Dumbledore releva la tête de son bureau et lui tendit une petite boîte.
« Oui. Un circuit imprimé avait lâché, ce qui a causé un décalage dans la calibration. J’ai pris des mesures pour éviter que ça ne se reproduise. J’en ai aussi profité pour installer une sauvegarde secondaire. »
Il sembla hésiter un instant, puis ajouta avec un léger sourire :
« Je me sens vraiment mal pour ce qui s’est passé… alors j’ai quelque chose pour essayer de me faire pardonner. Tiens. »
Intriguée, Hermione prit la boîte et l’ouvrit. À l’intérieur, un vieux billet de concert, parfaitement conservé et jamais utilisé.
Curieuse, elle le sortit et lut l'inscription.
Siouxsie and the Banshees
20h00, 25 août 1981
Hammersmith Odeon, Londres, Angleterre.
Elle leva les yeux vers Dumbledore, une lueur d’excitation dans le regard.
« Oh... Wow. Merci. »
Le professeur haussa un sourcil en voyant sa réaction mitigée.
« Je vais devoir le mettre dans un cadre et l’accrocher sur mon mur, » ajouta-t-elle, contemplant le billet avec un sourire.
Un étrange éclat passa alors dans le regard de Dumbledore.
« C’est un billet inutilisé, » fit-il remarquer d’un ton énigmatique.

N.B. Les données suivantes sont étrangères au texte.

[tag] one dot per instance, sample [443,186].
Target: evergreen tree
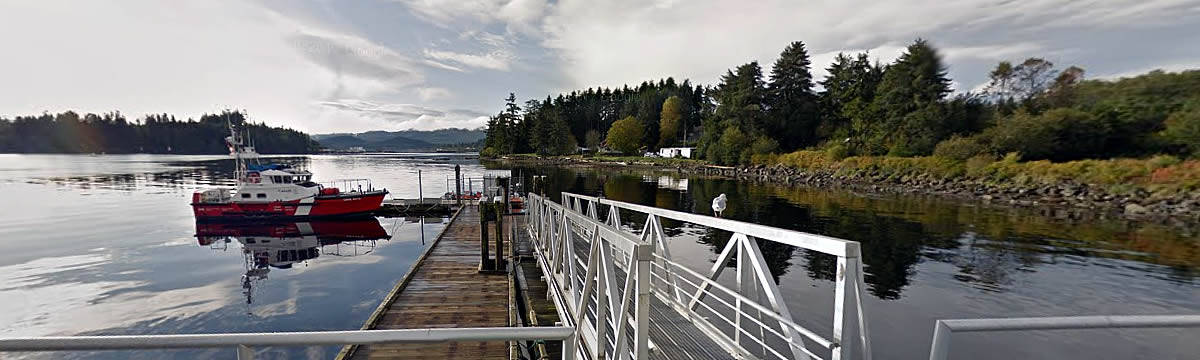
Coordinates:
[846,99]
[739,105]
[670,121]
[625,136]
[793,106]
[909,102]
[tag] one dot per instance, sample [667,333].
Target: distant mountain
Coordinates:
[407,139]
[342,142]
[401,143]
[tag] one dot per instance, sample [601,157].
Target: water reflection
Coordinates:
[989,247]
[283,245]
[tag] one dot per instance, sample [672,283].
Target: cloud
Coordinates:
[427,94]
[628,41]
[443,66]
[520,16]
[493,60]
[355,57]
[406,115]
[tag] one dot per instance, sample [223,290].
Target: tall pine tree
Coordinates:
[793,106]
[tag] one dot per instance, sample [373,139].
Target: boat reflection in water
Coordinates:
[282,245]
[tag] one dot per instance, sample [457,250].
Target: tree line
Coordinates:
[867,108]
[70,132]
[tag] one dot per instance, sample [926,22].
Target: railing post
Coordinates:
[484,209]
[499,238]
[642,312]
[457,185]
[570,346]
[941,347]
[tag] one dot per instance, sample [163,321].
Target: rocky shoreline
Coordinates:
[1066,199]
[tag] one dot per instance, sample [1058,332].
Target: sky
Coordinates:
[347,66]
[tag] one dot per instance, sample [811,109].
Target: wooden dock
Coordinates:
[444,289]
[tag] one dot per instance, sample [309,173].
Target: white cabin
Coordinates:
[274,185]
[685,153]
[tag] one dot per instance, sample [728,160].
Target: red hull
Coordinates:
[321,207]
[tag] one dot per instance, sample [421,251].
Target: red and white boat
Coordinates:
[279,191]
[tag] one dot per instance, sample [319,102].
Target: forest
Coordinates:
[157,133]
[1030,109]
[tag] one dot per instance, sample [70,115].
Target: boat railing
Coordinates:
[348,185]
[216,196]
[245,342]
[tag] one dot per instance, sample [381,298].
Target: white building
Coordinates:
[685,153]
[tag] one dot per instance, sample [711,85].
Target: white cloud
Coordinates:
[427,94]
[617,42]
[405,115]
[521,16]
[493,60]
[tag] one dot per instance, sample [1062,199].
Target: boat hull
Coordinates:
[345,204]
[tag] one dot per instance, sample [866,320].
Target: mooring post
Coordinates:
[457,186]
[483,235]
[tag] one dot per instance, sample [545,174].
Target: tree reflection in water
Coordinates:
[989,247]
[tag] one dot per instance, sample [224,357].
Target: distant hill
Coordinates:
[401,143]
[407,139]
[342,142]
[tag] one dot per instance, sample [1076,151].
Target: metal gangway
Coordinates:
[627,297]
[621,295]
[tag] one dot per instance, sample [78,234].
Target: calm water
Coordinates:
[928,259]
[108,245]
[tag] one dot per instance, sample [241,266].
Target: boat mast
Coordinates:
[235,150]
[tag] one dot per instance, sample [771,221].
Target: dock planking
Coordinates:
[445,289]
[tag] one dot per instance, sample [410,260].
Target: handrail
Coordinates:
[245,340]
[940,349]
[766,311]
[828,245]
[556,226]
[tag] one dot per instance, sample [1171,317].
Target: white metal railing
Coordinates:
[245,342]
[583,283]
[348,185]
[940,349]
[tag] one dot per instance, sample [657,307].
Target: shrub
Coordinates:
[732,147]
[837,153]
[625,135]
[1183,130]
[977,166]
[960,148]
[1059,135]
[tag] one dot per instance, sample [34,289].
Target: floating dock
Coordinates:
[445,288]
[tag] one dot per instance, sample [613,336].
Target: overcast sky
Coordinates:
[325,66]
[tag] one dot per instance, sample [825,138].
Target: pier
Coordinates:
[445,288]
[571,280]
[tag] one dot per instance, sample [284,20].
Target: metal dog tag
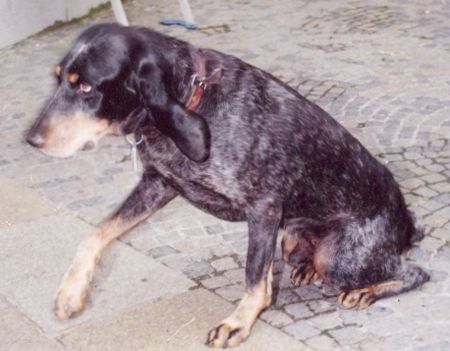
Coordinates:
[131,139]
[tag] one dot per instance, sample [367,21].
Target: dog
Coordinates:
[241,145]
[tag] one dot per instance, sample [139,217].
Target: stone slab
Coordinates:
[36,254]
[20,204]
[17,333]
[178,323]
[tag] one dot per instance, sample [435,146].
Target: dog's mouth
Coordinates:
[64,137]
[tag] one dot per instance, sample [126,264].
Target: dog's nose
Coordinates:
[35,140]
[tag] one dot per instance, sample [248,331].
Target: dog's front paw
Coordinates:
[362,298]
[226,335]
[71,295]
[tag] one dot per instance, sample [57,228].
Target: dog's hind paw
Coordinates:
[71,296]
[225,336]
[304,275]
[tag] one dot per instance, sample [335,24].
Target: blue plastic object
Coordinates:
[178,22]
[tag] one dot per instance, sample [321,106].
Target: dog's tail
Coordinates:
[419,231]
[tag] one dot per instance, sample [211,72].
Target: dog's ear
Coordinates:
[187,129]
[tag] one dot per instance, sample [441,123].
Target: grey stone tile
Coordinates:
[18,333]
[30,276]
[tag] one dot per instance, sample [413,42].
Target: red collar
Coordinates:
[199,85]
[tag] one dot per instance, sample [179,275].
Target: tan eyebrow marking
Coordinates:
[73,77]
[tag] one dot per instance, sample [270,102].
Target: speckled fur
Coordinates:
[254,150]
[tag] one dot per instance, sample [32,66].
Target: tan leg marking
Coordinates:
[74,287]
[288,243]
[304,275]
[363,298]
[233,330]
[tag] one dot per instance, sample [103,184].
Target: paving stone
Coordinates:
[349,335]
[18,333]
[236,275]
[412,183]
[396,111]
[442,187]
[178,323]
[231,293]
[441,233]
[320,306]
[20,204]
[327,321]
[223,264]
[322,342]
[276,318]
[215,282]
[125,277]
[286,296]
[433,178]
[161,251]
[430,244]
[425,192]
[198,269]
[298,310]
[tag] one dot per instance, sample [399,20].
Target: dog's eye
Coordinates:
[85,88]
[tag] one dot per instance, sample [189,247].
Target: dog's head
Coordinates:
[113,80]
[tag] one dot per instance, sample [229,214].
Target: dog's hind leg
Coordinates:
[362,260]
[263,223]
[149,195]
[407,278]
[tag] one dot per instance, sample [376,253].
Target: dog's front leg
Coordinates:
[263,223]
[149,195]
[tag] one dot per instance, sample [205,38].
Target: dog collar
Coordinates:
[198,86]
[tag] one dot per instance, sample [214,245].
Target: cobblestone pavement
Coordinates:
[381,68]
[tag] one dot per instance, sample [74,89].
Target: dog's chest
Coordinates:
[213,190]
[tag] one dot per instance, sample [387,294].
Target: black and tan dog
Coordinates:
[241,145]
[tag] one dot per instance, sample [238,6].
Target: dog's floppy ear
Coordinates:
[187,129]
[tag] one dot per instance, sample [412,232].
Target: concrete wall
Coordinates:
[22,18]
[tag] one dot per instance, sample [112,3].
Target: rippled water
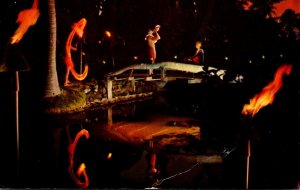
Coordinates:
[194,135]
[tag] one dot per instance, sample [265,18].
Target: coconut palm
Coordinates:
[52,86]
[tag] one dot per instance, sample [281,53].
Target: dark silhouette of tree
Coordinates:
[52,86]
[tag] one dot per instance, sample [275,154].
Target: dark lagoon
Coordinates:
[194,135]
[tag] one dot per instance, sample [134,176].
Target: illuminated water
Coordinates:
[214,110]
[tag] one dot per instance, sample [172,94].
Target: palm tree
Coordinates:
[52,86]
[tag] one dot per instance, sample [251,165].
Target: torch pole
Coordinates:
[248,162]
[17,117]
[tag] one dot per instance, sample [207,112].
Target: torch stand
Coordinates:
[13,61]
[248,123]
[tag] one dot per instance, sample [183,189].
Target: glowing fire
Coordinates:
[78,29]
[81,169]
[266,96]
[26,18]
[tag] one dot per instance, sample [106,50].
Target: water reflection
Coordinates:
[154,143]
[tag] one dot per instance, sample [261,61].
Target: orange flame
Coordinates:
[26,18]
[78,29]
[81,169]
[266,96]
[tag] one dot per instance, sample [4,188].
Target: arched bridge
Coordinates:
[164,71]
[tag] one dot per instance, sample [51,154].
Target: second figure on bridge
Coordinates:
[152,37]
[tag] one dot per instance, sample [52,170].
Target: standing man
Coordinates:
[152,37]
[198,57]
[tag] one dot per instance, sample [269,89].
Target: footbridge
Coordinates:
[163,71]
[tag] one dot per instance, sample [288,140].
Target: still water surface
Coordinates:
[193,135]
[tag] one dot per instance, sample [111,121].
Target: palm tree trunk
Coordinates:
[52,86]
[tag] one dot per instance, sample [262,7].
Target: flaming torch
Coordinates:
[262,99]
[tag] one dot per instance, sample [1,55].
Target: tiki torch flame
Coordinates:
[266,96]
[26,18]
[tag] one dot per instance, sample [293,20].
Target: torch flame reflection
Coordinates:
[266,96]
[81,169]
[26,18]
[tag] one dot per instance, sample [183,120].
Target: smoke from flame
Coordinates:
[266,96]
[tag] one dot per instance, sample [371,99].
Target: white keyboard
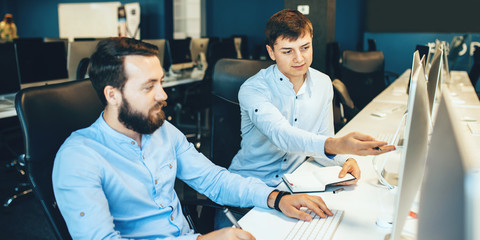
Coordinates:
[386,137]
[387,107]
[474,128]
[318,228]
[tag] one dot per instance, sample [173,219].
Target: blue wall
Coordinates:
[226,18]
[350,24]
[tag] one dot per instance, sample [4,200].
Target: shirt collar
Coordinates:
[306,87]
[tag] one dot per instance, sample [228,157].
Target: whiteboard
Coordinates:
[88,20]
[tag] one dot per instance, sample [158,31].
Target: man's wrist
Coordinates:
[330,146]
[271,198]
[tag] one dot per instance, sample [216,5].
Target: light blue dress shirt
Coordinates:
[107,187]
[280,128]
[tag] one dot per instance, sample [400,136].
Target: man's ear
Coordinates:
[270,52]
[113,95]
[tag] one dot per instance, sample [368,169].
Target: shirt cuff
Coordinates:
[262,197]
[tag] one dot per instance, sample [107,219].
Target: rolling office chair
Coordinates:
[48,115]
[364,74]
[474,73]
[344,108]
[333,60]
[228,76]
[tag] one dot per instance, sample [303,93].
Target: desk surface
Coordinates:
[362,202]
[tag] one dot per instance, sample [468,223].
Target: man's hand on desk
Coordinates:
[350,166]
[358,144]
[227,234]
[290,205]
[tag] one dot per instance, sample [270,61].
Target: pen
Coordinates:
[338,190]
[231,218]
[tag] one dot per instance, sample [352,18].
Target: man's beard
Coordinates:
[140,123]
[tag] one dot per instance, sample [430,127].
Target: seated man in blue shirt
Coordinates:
[286,110]
[115,179]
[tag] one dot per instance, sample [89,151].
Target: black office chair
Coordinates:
[474,73]
[364,74]
[48,115]
[344,108]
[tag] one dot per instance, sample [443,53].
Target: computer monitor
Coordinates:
[40,63]
[446,69]
[416,63]
[160,43]
[78,58]
[64,40]
[449,205]
[423,51]
[198,49]
[414,152]
[9,82]
[434,78]
[180,55]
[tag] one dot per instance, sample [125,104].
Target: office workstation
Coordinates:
[364,209]
[371,209]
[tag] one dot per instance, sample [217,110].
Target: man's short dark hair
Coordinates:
[289,24]
[107,62]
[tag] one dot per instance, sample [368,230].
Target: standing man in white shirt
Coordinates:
[287,113]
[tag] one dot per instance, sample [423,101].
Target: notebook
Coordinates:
[315,180]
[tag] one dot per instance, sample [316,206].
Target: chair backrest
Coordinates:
[364,74]
[475,70]
[48,115]
[228,76]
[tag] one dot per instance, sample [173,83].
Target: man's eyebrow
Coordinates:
[288,48]
[149,82]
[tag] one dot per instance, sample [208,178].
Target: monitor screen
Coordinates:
[8,68]
[423,50]
[180,56]
[414,152]
[434,76]
[40,62]
[452,179]
[79,52]
[160,43]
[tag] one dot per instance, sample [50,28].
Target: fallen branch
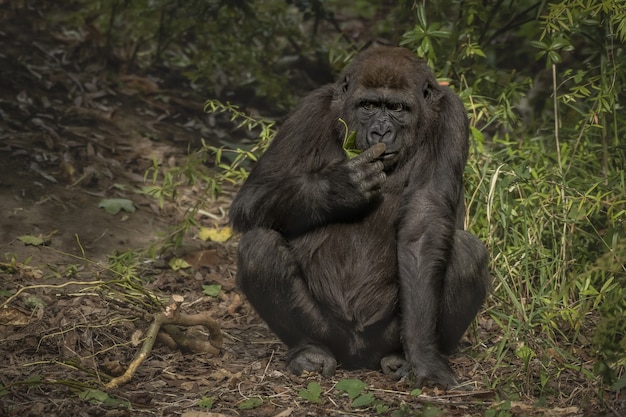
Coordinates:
[164,327]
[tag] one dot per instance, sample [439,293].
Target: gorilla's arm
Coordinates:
[304,179]
[426,237]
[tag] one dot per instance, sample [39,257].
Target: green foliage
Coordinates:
[206,402]
[212,290]
[312,393]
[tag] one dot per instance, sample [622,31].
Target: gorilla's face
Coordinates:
[389,101]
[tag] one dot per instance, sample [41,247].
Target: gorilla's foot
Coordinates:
[311,358]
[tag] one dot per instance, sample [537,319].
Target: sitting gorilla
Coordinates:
[364,261]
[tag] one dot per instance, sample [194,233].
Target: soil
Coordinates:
[75,305]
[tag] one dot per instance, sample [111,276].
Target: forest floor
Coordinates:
[76,298]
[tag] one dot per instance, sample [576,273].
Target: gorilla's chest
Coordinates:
[352,266]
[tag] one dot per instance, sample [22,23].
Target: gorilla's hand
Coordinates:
[366,170]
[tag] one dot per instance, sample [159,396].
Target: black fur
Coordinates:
[363,260]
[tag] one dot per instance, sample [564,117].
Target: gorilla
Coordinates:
[363,262]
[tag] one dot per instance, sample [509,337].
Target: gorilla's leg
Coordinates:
[466,285]
[272,281]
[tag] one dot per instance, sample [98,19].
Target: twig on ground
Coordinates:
[164,327]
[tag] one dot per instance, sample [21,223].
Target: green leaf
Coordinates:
[206,402]
[312,393]
[212,290]
[363,400]
[349,142]
[250,403]
[101,397]
[32,240]
[353,387]
[178,263]
[114,205]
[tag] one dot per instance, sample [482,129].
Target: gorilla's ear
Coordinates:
[432,93]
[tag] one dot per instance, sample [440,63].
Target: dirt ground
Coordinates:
[73,133]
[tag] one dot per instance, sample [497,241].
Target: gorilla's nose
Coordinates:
[381,134]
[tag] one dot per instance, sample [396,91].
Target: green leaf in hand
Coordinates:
[349,142]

Hermione haussa les épaules. « Oui, je vois bien ça. »
Dumbledore recula légèrement et fit un grand geste vers la machine derrière lui.
« Non, ma chère… tu ne vois pas. » Il marqua une pause dramatique, puis ajouta avec un sourire malicieux :
« Tu as un billet inutilisé... et moi, j’ai une MACHINE À VOYAGER DANS LE TEMPS ! »
Il fallut une fraction de seconde pour qu’Hermione fasse le lien. Puis ses yeux s’agrandirent brusquement et elle lâcha un long soupir de choc.
Elle baissa les yeux vers le billet, ses mains commençant à trembler légèrement.
Puis, tout à coup, elle explosa dans une crise d’excitation pure.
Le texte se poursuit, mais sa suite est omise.